Morris’s voice cut through Luke’s worries. “What in tarnation is that?”
They all looked toward the south. An unusual sight on the horizon sent Luke’s jaw dangling.
“Well, I’ll be a cross-eyed mule.” Jesse shook his head in disbelief. “It’s those Aim-ish folks.”
Sure enough, the sight of that ridiculously huge hutch in the back of an ox-drawn wagon was unmistakable. Even more amazing was the small herd of cattle being driven in front of the cart. Leading this bizarre parade was Jonas on foot, his round-brimmed straw hat and black suspenders unmistakable at any distance. And on either side of the cattle, Emma and Rebecca trotted along in flank positions, long sticks in their hands and black skirts trailing in the high grass.
A sudden lightness lifted his spirits and a slow grin spread across his face. It looked as though the Lord had sent him help this time. His gaze focused on Emma.
And He chose a mighty pretty delivery method.
FIFTEEN
Emma and her family stood in the shade of the chuck wagon and spoke with the somber men. Though Luke had greeted their arrival with true gratitude, sadness hung over the cowboys like a low-riding cloud.
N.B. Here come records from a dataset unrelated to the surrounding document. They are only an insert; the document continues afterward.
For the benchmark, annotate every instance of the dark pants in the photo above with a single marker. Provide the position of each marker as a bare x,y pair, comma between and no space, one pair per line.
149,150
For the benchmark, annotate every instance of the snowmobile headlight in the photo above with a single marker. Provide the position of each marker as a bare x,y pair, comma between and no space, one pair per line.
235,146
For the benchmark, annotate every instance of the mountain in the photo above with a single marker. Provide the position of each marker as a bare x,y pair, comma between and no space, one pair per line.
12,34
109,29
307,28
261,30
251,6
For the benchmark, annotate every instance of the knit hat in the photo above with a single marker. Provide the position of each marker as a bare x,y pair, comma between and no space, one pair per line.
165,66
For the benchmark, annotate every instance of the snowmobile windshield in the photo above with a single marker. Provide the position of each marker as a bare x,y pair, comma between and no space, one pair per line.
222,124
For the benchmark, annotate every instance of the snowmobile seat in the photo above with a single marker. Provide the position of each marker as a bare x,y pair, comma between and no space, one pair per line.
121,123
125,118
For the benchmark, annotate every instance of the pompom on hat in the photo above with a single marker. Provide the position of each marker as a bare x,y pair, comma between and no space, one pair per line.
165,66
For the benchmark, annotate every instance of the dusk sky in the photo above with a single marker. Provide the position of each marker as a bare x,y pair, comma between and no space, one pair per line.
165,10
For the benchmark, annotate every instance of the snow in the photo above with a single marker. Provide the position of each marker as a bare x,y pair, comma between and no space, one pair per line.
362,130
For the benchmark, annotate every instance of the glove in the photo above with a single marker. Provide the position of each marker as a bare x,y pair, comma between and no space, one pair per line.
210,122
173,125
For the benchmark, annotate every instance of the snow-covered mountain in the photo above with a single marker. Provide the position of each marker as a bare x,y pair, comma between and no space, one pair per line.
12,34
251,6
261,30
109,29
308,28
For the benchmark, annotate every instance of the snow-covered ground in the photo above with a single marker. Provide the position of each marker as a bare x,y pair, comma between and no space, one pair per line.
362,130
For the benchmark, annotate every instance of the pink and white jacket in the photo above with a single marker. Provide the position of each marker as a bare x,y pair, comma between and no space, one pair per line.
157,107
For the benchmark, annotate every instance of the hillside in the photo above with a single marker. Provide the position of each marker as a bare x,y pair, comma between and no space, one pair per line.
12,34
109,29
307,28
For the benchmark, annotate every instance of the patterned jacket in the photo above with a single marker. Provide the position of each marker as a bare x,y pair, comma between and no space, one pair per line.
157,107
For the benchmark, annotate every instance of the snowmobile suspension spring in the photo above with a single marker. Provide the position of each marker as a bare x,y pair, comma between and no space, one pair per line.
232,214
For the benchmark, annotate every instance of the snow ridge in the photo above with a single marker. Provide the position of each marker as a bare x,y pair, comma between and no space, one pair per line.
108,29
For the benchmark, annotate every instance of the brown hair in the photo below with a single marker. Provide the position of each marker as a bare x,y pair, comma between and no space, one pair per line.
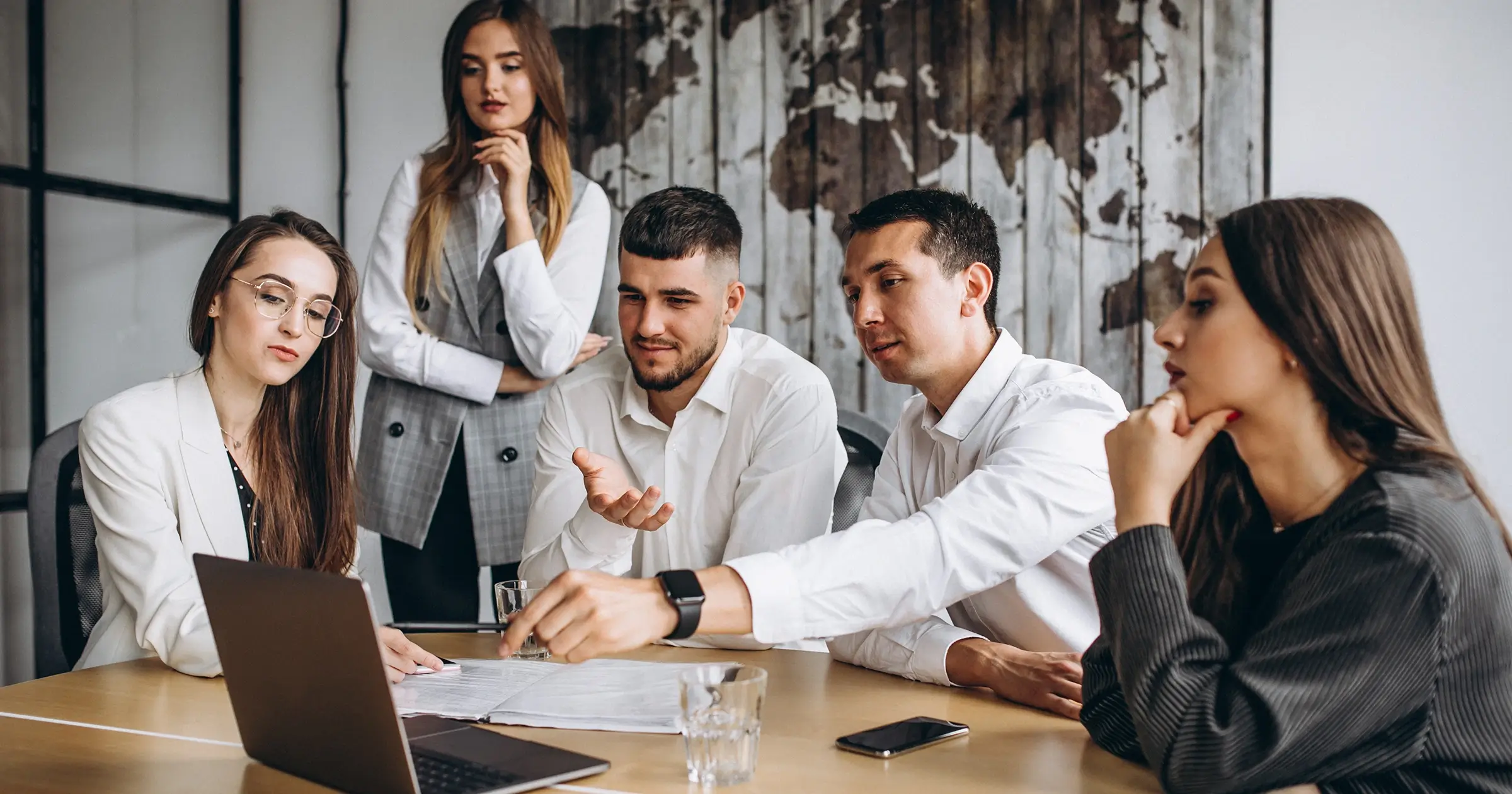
1329,280
451,161
301,440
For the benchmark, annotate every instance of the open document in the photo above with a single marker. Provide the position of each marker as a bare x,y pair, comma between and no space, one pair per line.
599,694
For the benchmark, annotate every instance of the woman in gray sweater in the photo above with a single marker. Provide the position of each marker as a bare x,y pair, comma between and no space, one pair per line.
1309,586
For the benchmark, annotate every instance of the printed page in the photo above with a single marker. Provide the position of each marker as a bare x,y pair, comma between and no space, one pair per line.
601,694
471,693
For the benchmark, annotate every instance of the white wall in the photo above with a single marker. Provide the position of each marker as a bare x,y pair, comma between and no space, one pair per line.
1408,108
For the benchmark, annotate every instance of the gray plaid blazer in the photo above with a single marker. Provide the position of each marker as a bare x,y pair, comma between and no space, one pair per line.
410,432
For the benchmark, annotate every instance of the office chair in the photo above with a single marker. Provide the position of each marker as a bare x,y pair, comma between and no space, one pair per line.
66,569
864,439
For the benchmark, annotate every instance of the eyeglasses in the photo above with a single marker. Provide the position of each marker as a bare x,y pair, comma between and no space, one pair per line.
276,299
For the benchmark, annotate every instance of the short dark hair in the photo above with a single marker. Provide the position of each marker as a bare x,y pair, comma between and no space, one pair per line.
678,223
959,232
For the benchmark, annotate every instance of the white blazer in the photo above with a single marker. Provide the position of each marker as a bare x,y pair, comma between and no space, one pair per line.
161,488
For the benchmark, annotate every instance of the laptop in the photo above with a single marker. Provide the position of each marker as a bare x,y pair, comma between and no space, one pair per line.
312,699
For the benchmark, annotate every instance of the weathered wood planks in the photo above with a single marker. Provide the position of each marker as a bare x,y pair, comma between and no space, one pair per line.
1104,137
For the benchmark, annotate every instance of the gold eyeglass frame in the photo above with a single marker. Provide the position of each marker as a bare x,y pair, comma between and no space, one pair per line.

They had lost two of their own, and Emma’s heart grieved at the pain she saw in each face. Especially Luke’s.
Their little group of eleven stray cows had swelled to almost forty by the time they caught up with the main herd. The Switzers had encountered clusters of wandering steer along the way, and the poor things needed almost no prodding to join them, as though they had been lost and looking for someone to lead the way home. Since their arrival, they had melted seamlessly into the herd, which hung closely together as they grazed, as though drawing strength from each other. It was almost as if they sensed their handlers’ grief at the loss of their friends.
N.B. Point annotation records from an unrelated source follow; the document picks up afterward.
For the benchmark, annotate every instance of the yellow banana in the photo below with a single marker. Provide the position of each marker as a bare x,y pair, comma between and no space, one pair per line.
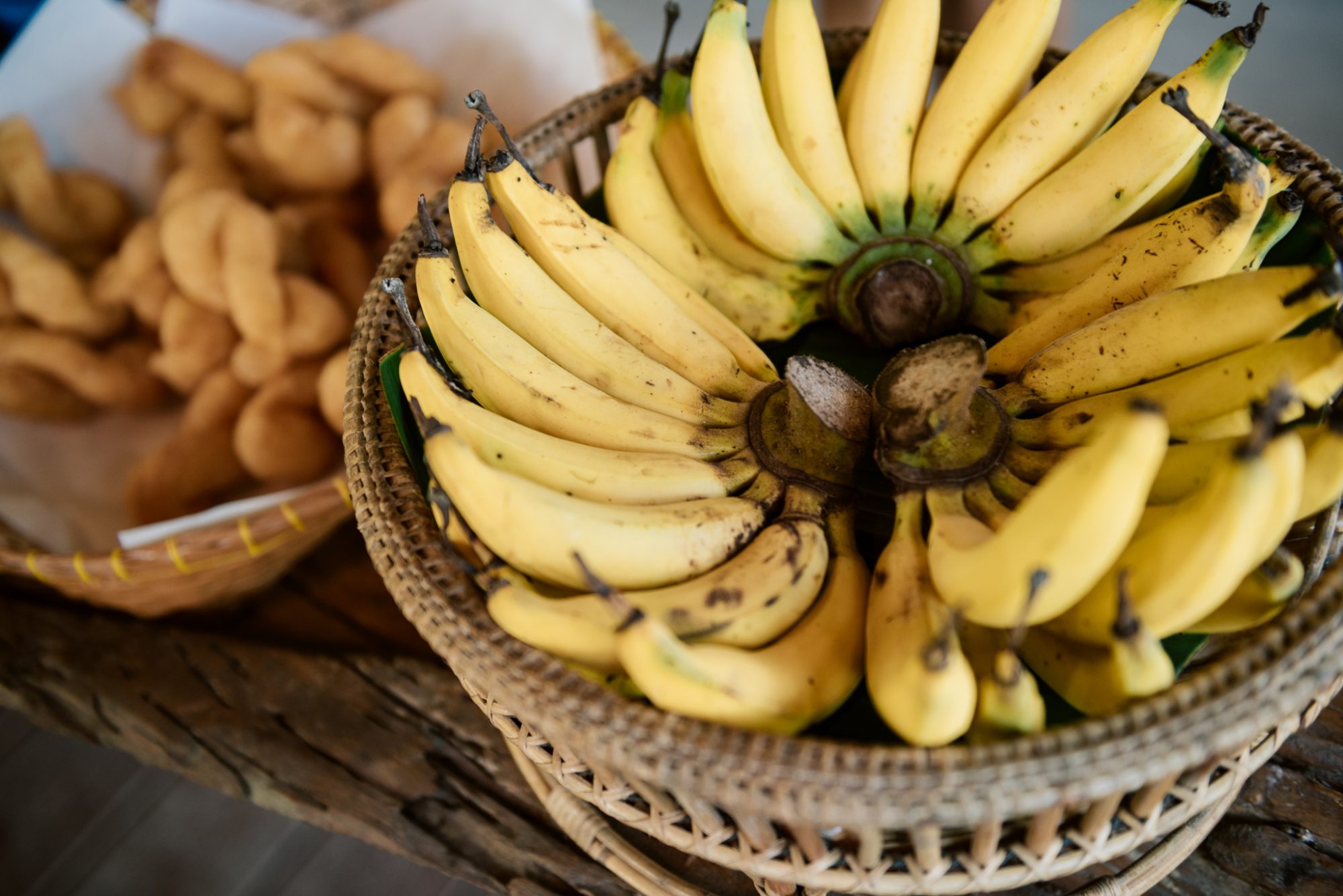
510,377
918,677
1278,221
570,246
1009,698
1259,599
1060,115
644,208
1173,332
686,179
1313,365
570,467
1195,243
538,530
1060,275
982,86
515,289
747,601
750,172
1187,565
800,97
1060,540
1324,481
1169,196
1107,181
1099,681
784,687
888,99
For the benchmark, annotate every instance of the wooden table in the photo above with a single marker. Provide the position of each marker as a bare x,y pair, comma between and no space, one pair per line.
320,702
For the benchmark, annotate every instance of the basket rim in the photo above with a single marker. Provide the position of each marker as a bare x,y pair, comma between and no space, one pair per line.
1212,711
Emma had not met Kirk, but the thought of the smiling young Willie going to his premature grave was enough to make her weep.
“The first order of business is to bury our friends,” Luke told Papa, though his glance kept stealing toward her, which kept a perpetual flow of heat rising into her cheeks.
“What about them?” Rebecca, who had dropped to her knees beside Jesse to watch a grim-faced McCann clean the nastiest wound Emma had ever seen, pointed toward the bodies of the four cattle rustlers. “Will you leave them in the open?”
Luke shook his head. “That might be what they would do with our dead, but we won’t stoop to their depths. We’ll give them a proper burial and take their belongings with us to Hays. Maybe the sheriff there can identify them and notify their next of kin.”
The gesture warmed Emma’s heart toward him even more. He was too kindhearted, too upright, to leave the bodies of even dishonest men without proper handling.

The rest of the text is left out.